Is Facebook really the enemy?
Since everyone seems to be enjoying hating on Facebook, I feel it’s important to remember what it does get right.
I’m not denying its flaws – far from it. I just tire of everyone always looking for the negatives. Call me a relentless optimist, if you will.
It has progressed the world of technology (eg machine learning to combat fake news, natural language processing for text-to-speech, artificial intelligence for object recognition), the economy (millions of jobs, billions in economic impact) and beyond. It is leaps ahead of other companies in terms of investment in research and development, and is paving the way for global internet connectivity, developing robotics and sustainable energy. As Ben Thompson pointed out, the main reason that we've all heard of George Floyd is because the video of his murder was posted on Facebook – allowing it to get the attention it deserves.
And since advertisers are the ones calling Facebook out this time, I just want to remind them that media advertising before Facebook (and Google) was slow, inefficient and rotten to the core, with backhanders and dodgy deals. (In fact, it’s still not great outside Facebook and Google, but that’s for another rant.) Facebook has helped to define a new era of advertising, defined by data, measurability, relevance and transparency.
Can we stop with the virtue-signalling, please?
Some companies seem to jump on the anti-Facebook bandwagon when it suits them to do so (and they get press coverage for it), when their own moral compass has historically been questionable.
A handful of the headlining organisations have been criticised in the past for doing a lot more damage to the world than Facebook. They sell products that cause diabetes, destroy our planet by cultivating palm oil, conduct animal testing, contribute exponentially to worldwide pollution, have been embroiled in tax-evasion scandals, consistently put independent competitors out of business, are known for poor labour conditions…
The list goes on, and on, and on.
And now they claim that advertising on Facebook wouldn’t "add value to society" or demand "greater accountability". When is it their turn to meet these criteria?
While we're at it, why only gang up on Facebook, a user-generated content platform? Let’s boycott NBC and any streaming platform that has aired the episodes of 30 Rock that featured derogatory humour including blackface – they actually curate their own content and still manage to get it wrong.
More work is needed all around
Government intervention and support are required. At the end of the day, governments are here to make difficult decisions like these on our behalf and hold organisations accountable.

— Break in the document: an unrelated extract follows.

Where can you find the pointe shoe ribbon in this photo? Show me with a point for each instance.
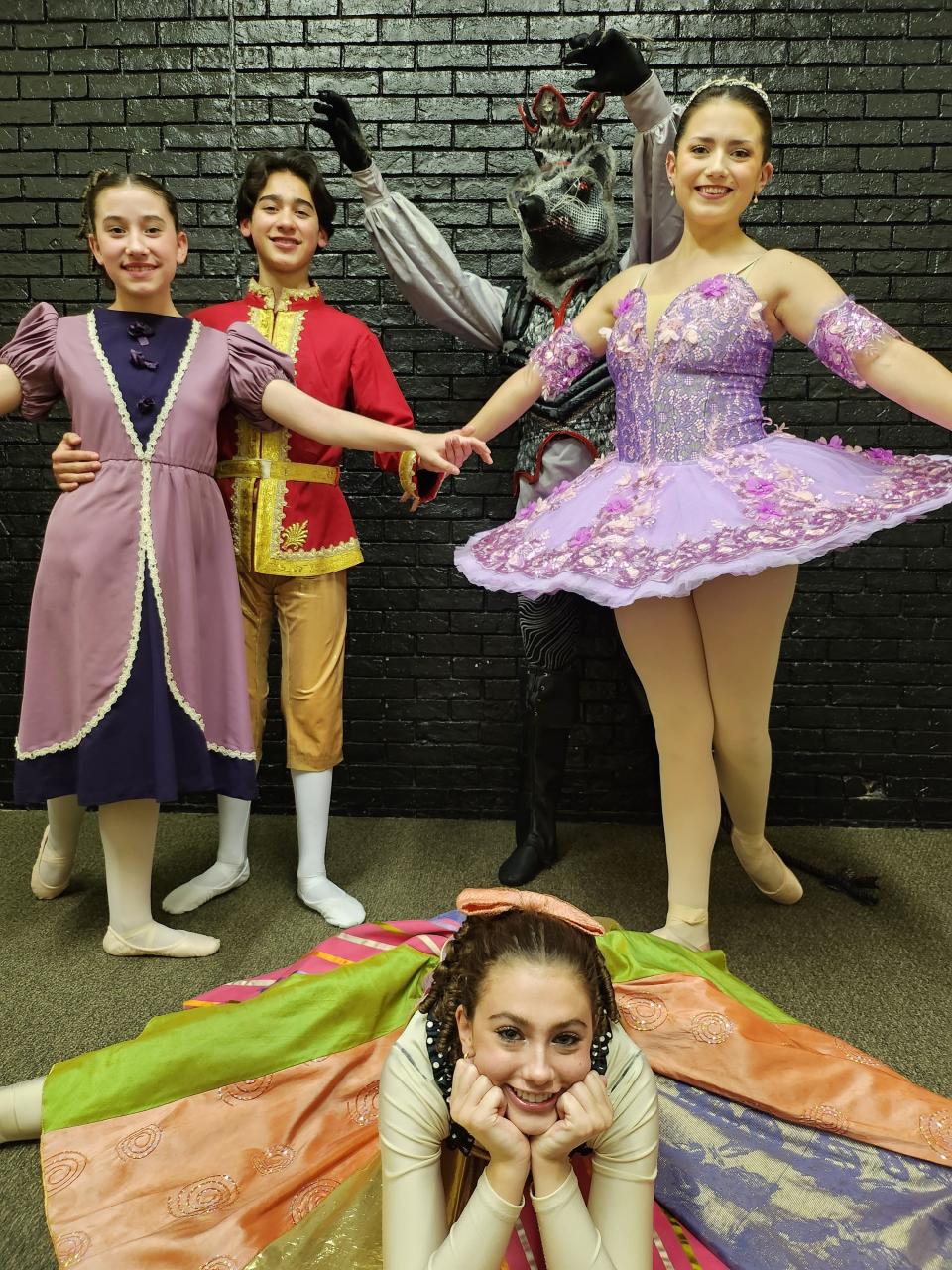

Now, I don’t mean a government that doesn’t understand social media. The Competition & Markets Authority's recent report rightly says that current laws are not suitable to regulate the ad market. We need people who understand tech, data and digital content – both in terms of their limitations and space needed for future innovation. This goes beyond what governments have traditionally been capable of and definitely requires collaboration with platforms (such as the European Union Code of Conduct on countering illegal hate speech).
On the other side of the coin, Microsoft chief marketing officer Chris Capossela has said that their experience shows that effecting change comes from direct dialogue with media partners. Unilever former chief marketing officer Keith Weed said something similar in 2017 – that the best way to negotiate is one-to-one and in private, not through public statements. This position has been reinforced by Facebook's recent memo to advertisers, where it iterated that it does not make policy changes based on revenue pressure.
In the meantime, advertisers and agencies alike should take this opportunity to look inwards, not just outwards. Let's all take an active role in promoting positive change in our industries.